Tax and spend policies hurt beer drinkers, brewers and farmers
On April Fool’s Day, the cost of your beer is going up again. That’s no joke.
And on April 1, 2020, it’s going to go up again. And again, the year after that.
Why? It is the result of legislation passed in 2017 by the Government of Canada that automatically raises the federal excise tax on beer every April 1.
This ‘escalator’ tax not only stacks the deck against beer, it runs in direct conflict with the government’s stated priority of boosting our malting barley sector and helping our farmers and beer industry innovate and compete in today’s marketplace.
So, how did we get here?
In 2006, the federal government introduced a progressive excise tax schedule designed to reduce the tax burden for small brewers. This was a positive signal to brewers and investors – and our country reaped the rewards from it.
From 2006 to the end of 2017, the number of brewing facilities in Canada grew from 268 to 817. The number of brand choices for consumers grew from 1,000 to 6,000 and several post- secondary institutions launched brewing programs to keep up with the booming sector.
Brewers did not expect this momentum to be disrupted after the 2015 election, and, to be fair, some of the moves by this government have been positive.
The Liberals stated focus was to help the middle-class and those working hard to join it. Beer is the beverage of the middle-class and Canada’s brewers employ 14,810 Canadians in good middle-class jobs that pay an average annual salary of $65,500.
Following the election, the industry was encouraged by the new government’s focus on agriculture and brewing. The government under Prime Minister Trudeau committed to modernize the Beer Standard, the first real update to the regulation in 30 years and a concrete step toward providing brewers with modern tools to innovate and compete. In January 2019, the federal government also announced, alongside the provinces, farmers and industry, a five- year, $6.3 million investment in improving barley quality and production.

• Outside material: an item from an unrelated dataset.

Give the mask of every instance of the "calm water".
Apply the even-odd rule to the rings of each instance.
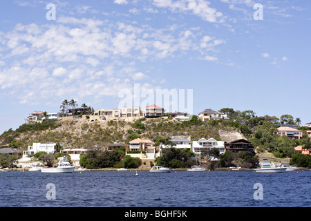
[[[311,171],[10,171],[0,173],[0,206],[311,206]],[[48,200],[46,185],[55,184]],[[255,200],[260,183],[263,199]]]

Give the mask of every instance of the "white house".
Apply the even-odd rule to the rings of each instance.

All these investments in barley quality, production, and brewing processes were welcomed by our industry and appreciated by Canadian farmers.
Canadians are exceptionally good at growing malting barley – the single most important ingredient in making beer. More than 60 per cent of Canada’s 23,000 barley farmers grow malting barley with the bulk of it grown in Saskatchewan and Alberta. It makes sense for government, farmers, maltsters and brewers to invest in something we are good at.

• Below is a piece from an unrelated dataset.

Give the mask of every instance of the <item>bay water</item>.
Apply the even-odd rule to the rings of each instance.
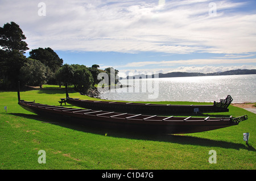
[[[109,100],[219,102],[230,95],[232,103],[256,102],[256,75],[199,76],[121,79],[129,87],[101,94]]]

However, the escalator tax on beer contradicts all of what the government has done. Higher taxes make beer less affordable, reducing beer sales which lowers demand for barley grown by farmers. The price of beer is already 47 per cent tax and this latest increase, the third in two years, adds another $40 million in excise tax to the price of beer. The federal increase makes beer less affordable and leaves everyone in the value chain with less to invest.

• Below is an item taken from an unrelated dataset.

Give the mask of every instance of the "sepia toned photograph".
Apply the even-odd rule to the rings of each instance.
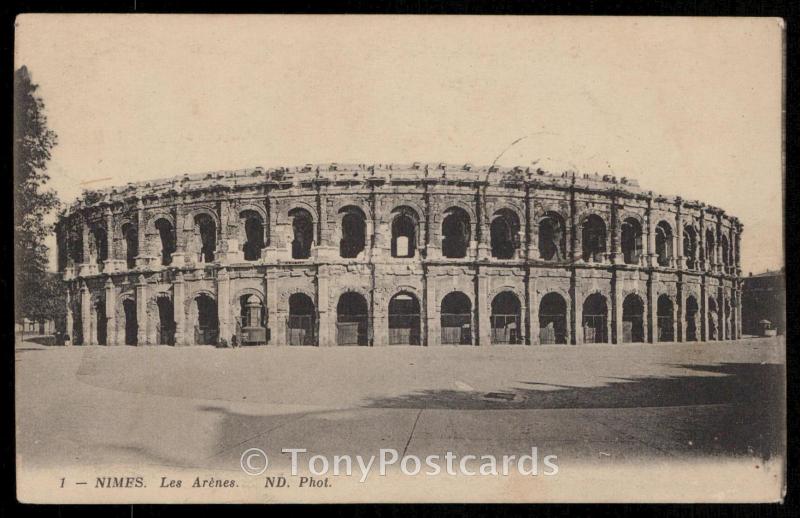
[[[20,15],[18,500],[781,502],[784,38]]]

The escalator tax is a classic example of the federal government working against itself.
In Canada, each year, $75 million worth of barley is purchased from farmers. This is used to produce 250,000 tonnes of malt which is used in the production of domestic beer. The sale of that beer generates $5.7 billion in provincial and federal taxes – according to the Conference Board of Canada. No other sector in the Canadian economy comes close to giving you those kinds of returns.
Canadians are good at making beer and Canadians love beer. It’s a significant supporter of local communities. Thousands of events are sponsored in full or part by breweries in communities across the country. Beer makes up 41 per cent of all beverage alcohol sales and brewing remains a very local industry – 85 per cent of the beer sold here is made here.
We have seen what freedom from this relentless tax burden can do. In 2018, the U.S. reduced federal excise taxes for American brewers, keeping beer affordable and freeing up dollars for them to invest in new and better equipment, expand facilities, train employees and develop export sales – into Canada, no doubt.
Finance Canada officials publicly stated in 2017 that they did not do any economic impact analysis on the effect of never-ending annual tax hikes on beer. This is taxation without consideration.
Hidden annual tax increases are not going to help improve beer sales, which have been flat for a decade. To stop working against itself, the federal government needs to repeal its 2017 legislation and stop automatically increasing beer taxes every April 1.
Phil de Kemp is the President of the Barley Council of Canada. Luke Harford is the President of Beer Canada.